On Saturday 19 December, we are delighted to welcome Elizabeth Sankey and Jeremy Warmsley of indie pop duo Summer Camp, who will perform a festive-flavoured acoustic gig followed by a screening of one their favourite Christmas films, Elf at Hackney Picturehouse. Elizabeth lends us her views on the unique animal that is the Christmas film.
Writing Christmas songs is the toughest challenge for a band. In general, songs are a medium that works well when treated with restraint. Lyrically you only have a couple of minutes to get your point across, which necessitates succinct and direct ideas, but at the same time you’re trying to reach as many people as possible. Writing lyrics that are specific and highly personal can be a gamble. John Grant and Courtney Barnett can do it, but they’re in the minority. Writing a big, sparkly neon green and scarlet red Christmas tune feels uncomfortable for most people, so often you just try not to mention anything to do with the season at all. Then you pop some sleigh bells on top and release the song in December.
By comparison, Christmas films always seem like the perfect gift for any creative person enamoured with the festive season. You’re walking into a genre that accepts completely the existence of magic, and is perfectly chilled about the fact that every year an old man breaks into people’s homes via their chimneys to leave socks and remote-control helicopters beneath their indoor tree. When you can present your audience with the tale of an eight-year-old boy who’s able to set up intricate and extremely violent traps to knock two grown men into submission, and they nod along and declare it a heartwarming classic, well, you know you can do whatever you want.
Perhaps what you want to do is dress up Dudley Moore as an elf who feels out of place in the North Pole and disappears to New York, where he meets a semi-evil businessman whom he tries to befriend – which is what happens in Santa Claus: The Movie. Or maybe you want to dress up Will Ferrell as an elf who feels out of place in the North Pole and disappears to New York, where he meets a semi-evil businessman who is his father – which is what happens in Elf.
Personally, I most enjoy the films that venture boldly into the Christmas legal system. The Santa Clause – I like to think they worked back from the title with this one – sees Tim Allen (aka Tim ‘The Toolman’ Taylor, aka ’90s TV, aka I feel old) gets tricked into a contract to become the next Santa Claus. He finds the old Santa Claus dead on his front lawn, puts the red jacket on over his boxers to keep warm, and then (obviously) gets in the sleigh to carry on delivering presents – with no mention of police or an ambulance.

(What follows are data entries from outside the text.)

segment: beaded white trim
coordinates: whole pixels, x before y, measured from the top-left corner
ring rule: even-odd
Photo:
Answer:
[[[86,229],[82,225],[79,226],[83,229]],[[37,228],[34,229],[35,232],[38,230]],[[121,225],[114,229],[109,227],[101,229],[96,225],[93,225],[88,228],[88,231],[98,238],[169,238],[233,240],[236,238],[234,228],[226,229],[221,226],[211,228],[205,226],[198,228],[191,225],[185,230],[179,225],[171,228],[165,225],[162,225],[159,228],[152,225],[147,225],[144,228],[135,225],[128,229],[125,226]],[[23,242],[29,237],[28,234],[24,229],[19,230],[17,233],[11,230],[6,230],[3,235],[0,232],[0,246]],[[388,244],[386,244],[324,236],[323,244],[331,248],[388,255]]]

The 1947 classic Miracle On 34th Street (and the not so classic 1994 remake) sees a man go before a New York Supreme Court Judge to prove that he is Santa Claus – because, you know, why not? In fact, Christmas is a time when a bit of mental instability goes a long way. After all, Frank Capra made us fall head over heels in love with George Bailey, a man who attempts suicide and then gets rescued by an angel who’s crap at his job.
There are also the films that try to deal with the more grown-up realities of Christmas. Die Hard could be a metaphor for the struggle a parent feels when they need to finish all their work before they can make it home for the big day. This is also pretty much what happens in Jingle All The Way. There’s also the festive work of Vince Vaughn, the unlikely poster boy for family disharmony during the season thanks (or rather, no thanks) to Four Christmases and Fred Claus. Rom-com lovers can watch The Holiday. Personally I wish there was an edit of that movie which only contained the scenes involving Eli Wallach.
Ultimately though, kids rule Christmas. Kevin McCallister should be in therapy for his actions but instead he’s a hero. This is the time of year when kids are at the centre of attention and can enjoy festive treats such as watching Frozen on repeat for eight million years. The perfect Christmas film seems to involve a wildly unbelievable story, Vince Vaughn, snow, family reconciliation and a child getting what they want. Or if Vince isn’t available just remake last year’s Paddington, which managed to include positive messages about diversity amongst shots of Peter Capaldi in mustard pyjamas – all of which I strongly approved of.
In the future I hope we have more Christmas songs that smack you round the face with tinsel and mince pies. If these films prove anything it’s that this time of year isn’t about being restrained, it’s about indulging your imagination completely and then letting go. Eh Elsa?